Cet oral qui se réfère à l’écrit
Mais ce qu’il y a d’intéressant dans les trois cas, c’est que ces expressions seraient impossibles dans des cultures de tradition orale puisqu’elles fonctionnent par référence à l’écrit. Il faut savoir lire et écrire pour les créer, pour les comprendre, il faut que la langue soit écrite pour qu’on puisse les inventer. Et il y a d’autres exemples de ce va-et-vient entre oral et écrit. Tout aussi récemment que point barre nous est venue, mais des États-Unis et non pas d’une créativité locale, une façon de marquer, gestuellement cette fois-ci, que l’on prend ses distances avec ce que l’on dit : suggérer des guillemets, en levant les deux mains et en agitant l’index et le majeur de chacune d’entre elles. Tout le monde comprend : ne prenez pas ce que je suis en train de dire au pied de la lettre (et là aussi je fais référence à l’écrit, à la lettre), je le mets « entre guillemets », ou « entre griffes » comme on dit en Afrique. Autre exemple : chaque fois que quelqu’un dit « je souligne », ou que l’on dit que quelqu’un « a souligné » quelque chose, il est fait de la même façon référence à la version écrite de la langue qui, c’est l’évidence, doit être écrite, puisque dans souligner il y a « sous la ligne ». Il serait alors amusant de faire la liste des expressions qui pourraient encore venir de cette dualité oral/écrit. J’en vois une, que je vous propose : les deux points.
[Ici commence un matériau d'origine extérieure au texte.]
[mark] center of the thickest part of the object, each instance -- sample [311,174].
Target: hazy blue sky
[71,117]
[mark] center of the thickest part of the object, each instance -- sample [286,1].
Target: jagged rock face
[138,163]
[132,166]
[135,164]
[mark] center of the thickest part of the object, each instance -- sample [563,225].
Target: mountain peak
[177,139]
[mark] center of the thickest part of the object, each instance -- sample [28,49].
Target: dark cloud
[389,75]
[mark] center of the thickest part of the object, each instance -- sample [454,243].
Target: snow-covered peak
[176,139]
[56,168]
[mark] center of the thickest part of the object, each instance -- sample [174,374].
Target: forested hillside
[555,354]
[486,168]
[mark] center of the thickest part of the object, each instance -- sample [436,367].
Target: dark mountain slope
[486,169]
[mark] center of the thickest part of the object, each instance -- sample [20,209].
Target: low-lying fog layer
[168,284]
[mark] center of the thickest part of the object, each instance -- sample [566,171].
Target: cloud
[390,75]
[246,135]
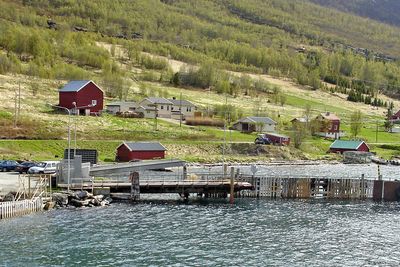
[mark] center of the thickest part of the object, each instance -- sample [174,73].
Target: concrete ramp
[126,168]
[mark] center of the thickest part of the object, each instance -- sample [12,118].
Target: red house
[129,151]
[278,139]
[340,146]
[395,117]
[87,96]
[330,125]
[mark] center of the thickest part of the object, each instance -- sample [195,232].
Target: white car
[44,167]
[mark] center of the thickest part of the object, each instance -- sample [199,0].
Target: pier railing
[12,209]
[309,187]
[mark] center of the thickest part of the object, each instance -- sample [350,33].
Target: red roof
[330,116]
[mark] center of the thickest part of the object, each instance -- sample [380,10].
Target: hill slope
[381,10]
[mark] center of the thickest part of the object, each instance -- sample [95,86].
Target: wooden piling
[232,186]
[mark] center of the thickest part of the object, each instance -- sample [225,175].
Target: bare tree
[355,123]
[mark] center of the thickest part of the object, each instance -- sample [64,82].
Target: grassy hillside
[386,11]
[271,58]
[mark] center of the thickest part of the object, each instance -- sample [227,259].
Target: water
[169,233]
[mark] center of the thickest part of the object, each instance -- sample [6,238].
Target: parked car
[44,167]
[262,139]
[24,166]
[8,165]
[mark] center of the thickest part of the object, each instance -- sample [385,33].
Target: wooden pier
[162,186]
[321,188]
[12,209]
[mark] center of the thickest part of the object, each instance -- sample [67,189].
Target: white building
[184,107]
[122,106]
[162,105]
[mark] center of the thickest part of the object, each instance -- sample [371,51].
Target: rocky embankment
[78,199]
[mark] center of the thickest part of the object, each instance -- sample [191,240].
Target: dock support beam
[135,186]
[232,189]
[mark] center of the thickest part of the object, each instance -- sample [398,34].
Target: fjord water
[170,233]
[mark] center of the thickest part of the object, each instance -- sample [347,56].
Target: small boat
[395,162]
[379,161]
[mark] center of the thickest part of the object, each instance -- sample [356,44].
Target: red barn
[129,151]
[86,94]
[395,117]
[278,139]
[340,146]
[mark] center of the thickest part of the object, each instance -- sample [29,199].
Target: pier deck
[154,187]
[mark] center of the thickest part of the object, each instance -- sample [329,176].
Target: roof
[345,144]
[277,135]
[121,103]
[146,108]
[396,115]
[159,100]
[265,120]
[330,116]
[144,146]
[179,102]
[76,86]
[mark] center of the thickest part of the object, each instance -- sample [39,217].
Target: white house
[148,112]
[122,106]
[162,105]
[184,107]
[255,124]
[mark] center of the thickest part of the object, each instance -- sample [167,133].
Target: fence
[18,208]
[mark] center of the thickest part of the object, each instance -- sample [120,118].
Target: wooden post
[185,173]
[225,170]
[135,186]
[232,191]
[29,186]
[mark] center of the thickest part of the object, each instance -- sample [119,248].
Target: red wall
[124,154]
[83,98]
[333,124]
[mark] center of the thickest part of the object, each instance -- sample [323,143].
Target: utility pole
[180,110]
[15,109]
[155,117]
[19,97]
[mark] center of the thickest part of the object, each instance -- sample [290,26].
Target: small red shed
[88,97]
[340,146]
[395,117]
[278,139]
[129,151]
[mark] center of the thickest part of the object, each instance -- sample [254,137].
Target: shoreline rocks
[80,199]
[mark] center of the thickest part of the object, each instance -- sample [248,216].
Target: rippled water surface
[168,233]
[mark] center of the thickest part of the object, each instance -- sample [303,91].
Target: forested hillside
[294,39]
[381,10]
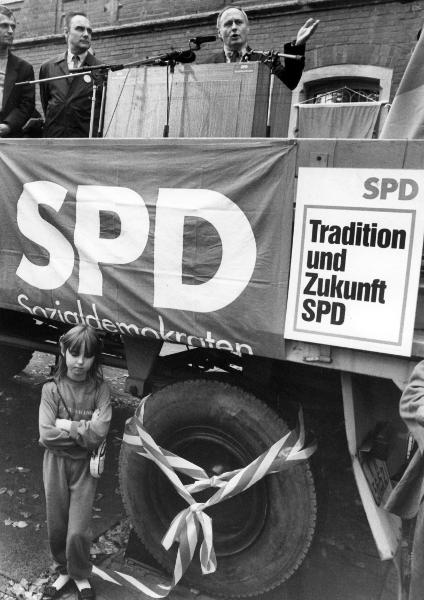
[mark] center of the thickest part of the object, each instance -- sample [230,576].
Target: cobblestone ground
[342,564]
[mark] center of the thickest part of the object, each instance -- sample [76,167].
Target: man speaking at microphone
[233,30]
[67,102]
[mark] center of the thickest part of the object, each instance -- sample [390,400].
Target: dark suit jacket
[18,102]
[67,102]
[288,72]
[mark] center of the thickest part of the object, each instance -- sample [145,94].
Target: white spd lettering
[173,206]
[238,250]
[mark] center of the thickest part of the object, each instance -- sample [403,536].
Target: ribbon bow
[186,525]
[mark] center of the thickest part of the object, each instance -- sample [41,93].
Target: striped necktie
[75,61]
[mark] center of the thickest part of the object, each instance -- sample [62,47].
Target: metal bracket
[318,353]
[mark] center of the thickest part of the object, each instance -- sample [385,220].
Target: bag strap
[63,402]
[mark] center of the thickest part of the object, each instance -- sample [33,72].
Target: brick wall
[352,32]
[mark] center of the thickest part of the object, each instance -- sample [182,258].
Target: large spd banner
[187,241]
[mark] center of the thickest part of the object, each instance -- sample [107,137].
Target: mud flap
[386,528]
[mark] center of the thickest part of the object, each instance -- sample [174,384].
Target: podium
[215,100]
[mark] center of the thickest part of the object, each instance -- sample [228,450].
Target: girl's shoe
[50,592]
[87,594]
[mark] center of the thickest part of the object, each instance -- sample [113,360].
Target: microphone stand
[101,81]
[169,60]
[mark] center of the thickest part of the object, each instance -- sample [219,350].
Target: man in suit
[67,102]
[16,102]
[233,30]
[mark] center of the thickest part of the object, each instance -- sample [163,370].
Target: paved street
[342,564]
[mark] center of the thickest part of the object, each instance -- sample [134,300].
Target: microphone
[202,39]
[182,56]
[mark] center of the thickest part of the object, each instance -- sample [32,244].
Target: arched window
[342,89]
[342,85]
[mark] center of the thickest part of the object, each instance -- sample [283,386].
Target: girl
[74,419]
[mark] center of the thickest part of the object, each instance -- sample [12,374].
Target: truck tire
[13,361]
[260,536]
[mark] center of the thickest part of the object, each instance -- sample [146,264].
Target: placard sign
[356,258]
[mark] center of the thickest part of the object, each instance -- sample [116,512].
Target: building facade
[363,46]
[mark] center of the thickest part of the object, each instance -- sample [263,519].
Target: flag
[406,115]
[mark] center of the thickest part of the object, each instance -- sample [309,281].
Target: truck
[277,267]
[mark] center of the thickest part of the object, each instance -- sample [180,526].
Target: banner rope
[187,524]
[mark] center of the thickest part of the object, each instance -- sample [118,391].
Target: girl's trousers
[70,491]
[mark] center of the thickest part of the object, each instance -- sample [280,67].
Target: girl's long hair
[81,336]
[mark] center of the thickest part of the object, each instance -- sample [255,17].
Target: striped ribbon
[187,524]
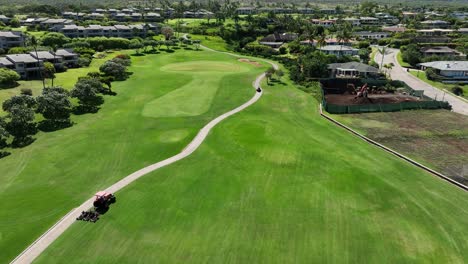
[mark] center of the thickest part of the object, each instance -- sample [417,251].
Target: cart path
[38,246]
[398,72]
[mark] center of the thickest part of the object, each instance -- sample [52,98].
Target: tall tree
[87,90]
[55,106]
[34,44]
[21,125]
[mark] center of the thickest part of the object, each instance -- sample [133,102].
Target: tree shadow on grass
[53,125]
[82,109]
[9,85]
[4,154]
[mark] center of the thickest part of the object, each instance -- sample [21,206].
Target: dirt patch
[436,138]
[254,63]
[348,99]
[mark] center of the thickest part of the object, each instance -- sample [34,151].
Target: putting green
[40,183]
[196,97]
[275,186]
[205,66]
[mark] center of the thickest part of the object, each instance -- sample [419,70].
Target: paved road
[399,73]
[38,246]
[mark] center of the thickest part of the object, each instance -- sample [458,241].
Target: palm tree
[321,40]
[382,51]
[344,35]
[38,63]
[54,50]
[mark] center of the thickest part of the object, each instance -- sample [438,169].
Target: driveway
[399,73]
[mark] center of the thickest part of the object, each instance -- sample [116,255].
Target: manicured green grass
[65,79]
[213,42]
[448,87]
[42,182]
[401,62]
[278,184]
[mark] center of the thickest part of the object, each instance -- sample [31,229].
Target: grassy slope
[40,183]
[213,42]
[65,79]
[278,184]
[447,86]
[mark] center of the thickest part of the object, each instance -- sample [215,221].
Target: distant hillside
[440,3]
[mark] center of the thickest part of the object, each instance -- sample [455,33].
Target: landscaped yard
[42,182]
[401,62]
[422,76]
[65,79]
[276,184]
[213,42]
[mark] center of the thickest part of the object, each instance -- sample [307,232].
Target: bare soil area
[349,99]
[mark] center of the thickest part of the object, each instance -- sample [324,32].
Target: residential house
[74,15]
[369,21]
[10,39]
[435,24]
[355,22]
[324,23]
[440,51]
[451,71]
[246,11]
[96,16]
[94,31]
[372,35]
[328,11]
[120,17]
[136,16]
[69,58]
[409,15]
[434,32]
[351,70]
[463,31]
[4,19]
[329,42]
[6,63]
[153,17]
[46,56]
[26,65]
[124,31]
[54,22]
[385,18]
[339,50]
[276,40]
[394,29]
[460,15]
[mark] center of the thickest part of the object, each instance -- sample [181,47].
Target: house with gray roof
[26,65]
[440,51]
[10,39]
[352,70]
[339,50]
[451,71]
[69,58]
[46,56]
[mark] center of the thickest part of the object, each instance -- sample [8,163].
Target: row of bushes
[55,106]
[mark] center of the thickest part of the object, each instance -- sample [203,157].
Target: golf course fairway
[40,183]
[275,183]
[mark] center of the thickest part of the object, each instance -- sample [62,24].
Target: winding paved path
[399,73]
[38,246]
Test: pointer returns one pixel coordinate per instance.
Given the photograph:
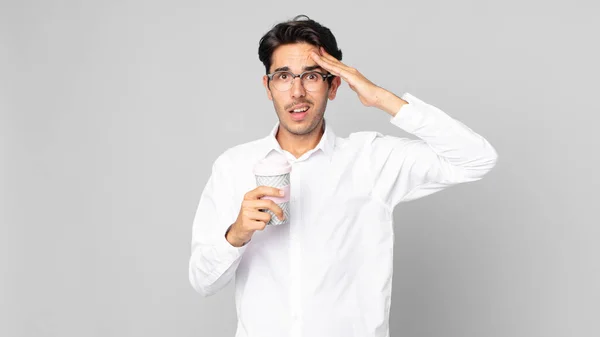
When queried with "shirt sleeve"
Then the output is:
(447, 153)
(213, 259)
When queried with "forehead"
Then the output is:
(296, 56)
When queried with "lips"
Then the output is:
(299, 106)
(299, 116)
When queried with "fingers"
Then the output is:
(262, 191)
(336, 68)
(257, 205)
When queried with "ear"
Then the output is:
(266, 84)
(335, 84)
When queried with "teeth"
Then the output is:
(301, 110)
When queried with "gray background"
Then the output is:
(113, 111)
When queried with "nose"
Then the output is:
(297, 89)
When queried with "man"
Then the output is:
(328, 271)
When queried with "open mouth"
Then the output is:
(299, 112)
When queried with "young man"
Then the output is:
(328, 272)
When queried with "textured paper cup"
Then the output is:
(274, 170)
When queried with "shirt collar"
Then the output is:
(326, 144)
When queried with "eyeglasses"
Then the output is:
(311, 80)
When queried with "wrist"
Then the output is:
(234, 239)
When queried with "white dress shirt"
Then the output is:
(328, 272)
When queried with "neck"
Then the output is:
(298, 145)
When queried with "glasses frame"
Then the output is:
(324, 76)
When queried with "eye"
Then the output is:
(282, 76)
(311, 76)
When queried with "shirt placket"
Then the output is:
(296, 253)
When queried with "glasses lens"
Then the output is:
(312, 80)
(282, 80)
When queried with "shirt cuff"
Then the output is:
(228, 251)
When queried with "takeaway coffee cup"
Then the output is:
(274, 170)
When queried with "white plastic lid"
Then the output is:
(273, 164)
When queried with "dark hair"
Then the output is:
(295, 31)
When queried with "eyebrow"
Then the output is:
(306, 68)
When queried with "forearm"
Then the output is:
(389, 102)
(455, 144)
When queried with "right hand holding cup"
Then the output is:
(251, 218)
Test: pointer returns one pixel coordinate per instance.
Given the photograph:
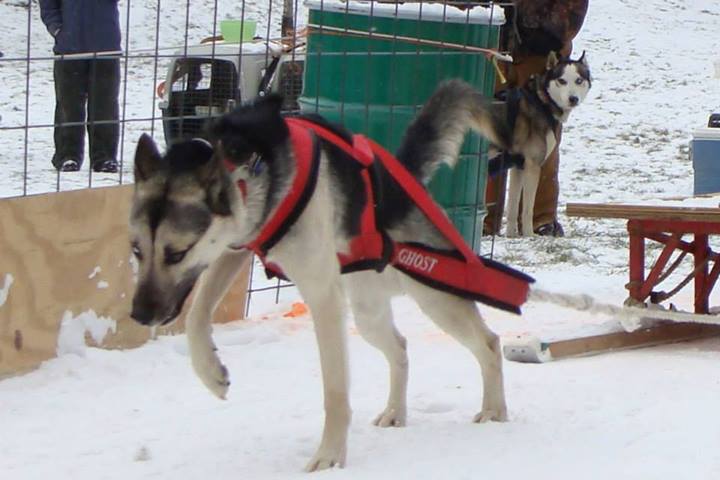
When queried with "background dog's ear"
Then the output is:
(147, 158)
(272, 102)
(582, 59)
(552, 61)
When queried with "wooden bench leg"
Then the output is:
(636, 261)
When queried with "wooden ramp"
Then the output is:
(65, 254)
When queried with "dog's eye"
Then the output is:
(172, 258)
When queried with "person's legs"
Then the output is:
(70, 78)
(103, 107)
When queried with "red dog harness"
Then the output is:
(458, 271)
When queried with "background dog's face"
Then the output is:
(179, 224)
(567, 81)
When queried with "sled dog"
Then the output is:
(190, 215)
(530, 122)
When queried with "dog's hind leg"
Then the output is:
(513, 208)
(371, 308)
(212, 287)
(461, 319)
(316, 273)
(531, 179)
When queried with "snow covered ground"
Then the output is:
(645, 414)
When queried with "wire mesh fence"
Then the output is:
(366, 64)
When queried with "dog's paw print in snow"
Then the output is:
(436, 407)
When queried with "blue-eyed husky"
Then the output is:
(533, 113)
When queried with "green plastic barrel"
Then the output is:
(357, 76)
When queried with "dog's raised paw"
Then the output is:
(491, 416)
(213, 373)
(324, 460)
(391, 417)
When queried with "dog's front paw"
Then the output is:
(491, 415)
(327, 458)
(391, 417)
(211, 371)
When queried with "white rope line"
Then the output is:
(629, 317)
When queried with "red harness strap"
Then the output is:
(370, 248)
(484, 280)
(458, 271)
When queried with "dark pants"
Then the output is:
(92, 86)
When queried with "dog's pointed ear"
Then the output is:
(552, 60)
(148, 160)
(212, 177)
(582, 59)
(271, 103)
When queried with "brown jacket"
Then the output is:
(536, 27)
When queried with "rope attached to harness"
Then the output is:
(630, 317)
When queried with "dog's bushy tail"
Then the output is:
(437, 133)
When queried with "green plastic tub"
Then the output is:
(376, 85)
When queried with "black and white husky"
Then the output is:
(189, 216)
(530, 118)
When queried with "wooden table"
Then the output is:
(667, 225)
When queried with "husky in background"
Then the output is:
(527, 129)
(190, 215)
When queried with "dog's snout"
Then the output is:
(142, 316)
(144, 310)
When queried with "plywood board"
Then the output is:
(67, 254)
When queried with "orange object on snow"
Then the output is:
(298, 309)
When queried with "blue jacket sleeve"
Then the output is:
(51, 15)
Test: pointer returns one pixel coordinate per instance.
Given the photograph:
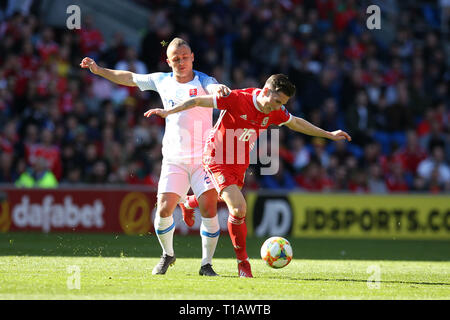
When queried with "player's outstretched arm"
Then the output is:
(117, 76)
(201, 101)
(303, 126)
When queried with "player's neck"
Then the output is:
(184, 78)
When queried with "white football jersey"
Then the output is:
(186, 132)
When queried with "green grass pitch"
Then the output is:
(38, 266)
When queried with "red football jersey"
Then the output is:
(238, 127)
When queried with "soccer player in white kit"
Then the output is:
(184, 138)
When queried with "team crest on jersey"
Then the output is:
(192, 92)
(221, 179)
(285, 110)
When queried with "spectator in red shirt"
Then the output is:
(396, 180)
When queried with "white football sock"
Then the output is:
(164, 228)
(209, 231)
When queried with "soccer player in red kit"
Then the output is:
(245, 114)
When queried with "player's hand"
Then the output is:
(222, 90)
(340, 135)
(158, 112)
(89, 63)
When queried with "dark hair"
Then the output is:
(280, 83)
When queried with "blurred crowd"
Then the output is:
(59, 124)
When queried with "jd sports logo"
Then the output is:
(272, 216)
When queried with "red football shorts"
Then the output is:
(224, 175)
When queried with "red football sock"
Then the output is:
(192, 201)
(238, 234)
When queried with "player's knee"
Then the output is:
(239, 210)
(164, 210)
(208, 211)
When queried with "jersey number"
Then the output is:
(245, 136)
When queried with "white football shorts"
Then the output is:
(179, 177)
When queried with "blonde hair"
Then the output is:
(176, 43)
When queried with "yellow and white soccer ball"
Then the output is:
(276, 252)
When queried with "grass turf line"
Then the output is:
(35, 266)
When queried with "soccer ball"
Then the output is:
(276, 252)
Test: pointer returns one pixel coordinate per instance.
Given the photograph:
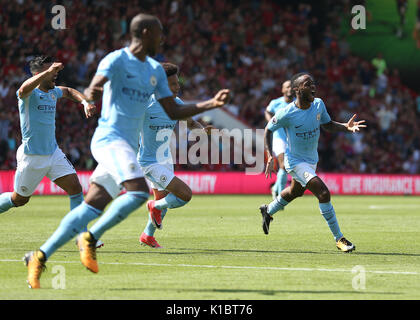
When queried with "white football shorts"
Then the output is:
(279, 146)
(303, 172)
(117, 162)
(159, 175)
(31, 169)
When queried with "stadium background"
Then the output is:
(214, 247)
(250, 47)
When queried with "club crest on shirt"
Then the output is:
(153, 81)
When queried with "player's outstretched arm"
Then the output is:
(268, 115)
(76, 96)
(29, 85)
(351, 125)
(192, 124)
(178, 112)
(96, 88)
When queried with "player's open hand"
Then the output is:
(93, 93)
(269, 169)
(221, 98)
(90, 110)
(56, 67)
(354, 126)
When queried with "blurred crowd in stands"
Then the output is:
(250, 47)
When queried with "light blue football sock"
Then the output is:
(75, 200)
(71, 225)
(170, 201)
(327, 211)
(276, 205)
(281, 180)
(150, 228)
(118, 211)
(6, 201)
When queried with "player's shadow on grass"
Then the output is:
(262, 292)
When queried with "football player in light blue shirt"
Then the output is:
(156, 160)
(302, 120)
(39, 155)
(125, 80)
(279, 136)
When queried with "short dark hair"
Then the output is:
(294, 78)
(170, 69)
(37, 63)
(140, 22)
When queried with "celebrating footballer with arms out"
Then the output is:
(302, 120)
(39, 155)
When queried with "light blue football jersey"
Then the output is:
(37, 121)
(154, 147)
(302, 129)
(127, 95)
(273, 107)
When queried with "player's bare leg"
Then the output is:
(71, 185)
(320, 190)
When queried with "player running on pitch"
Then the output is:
(39, 155)
(169, 191)
(302, 120)
(126, 78)
(279, 136)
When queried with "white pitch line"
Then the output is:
(229, 267)
(396, 206)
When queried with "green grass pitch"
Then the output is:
(214, 248)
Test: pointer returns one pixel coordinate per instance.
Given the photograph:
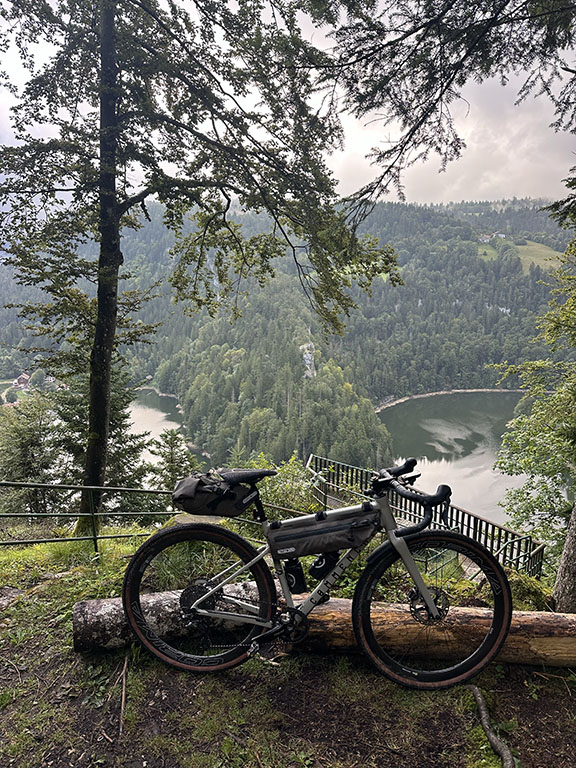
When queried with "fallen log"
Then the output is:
(535, 637)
Je viens d’écrire « : les deux points », et j’ai encodé deux fois la même chose : d’une part, un symbole graphique (comme le point, ou les guillemets) et deux points d’autre part, en toutes lettres. Or les deux points précèdent en général une explication. Je m’explique :…
D’où mon idée. Dira-t-on un jour « deux points » lorsque l’on donnera une explication ? Par exemple : J’ai trouvé l’origine de « point barre », deux points, l’expression ne vient pas du slash mais de la barre d’espacement.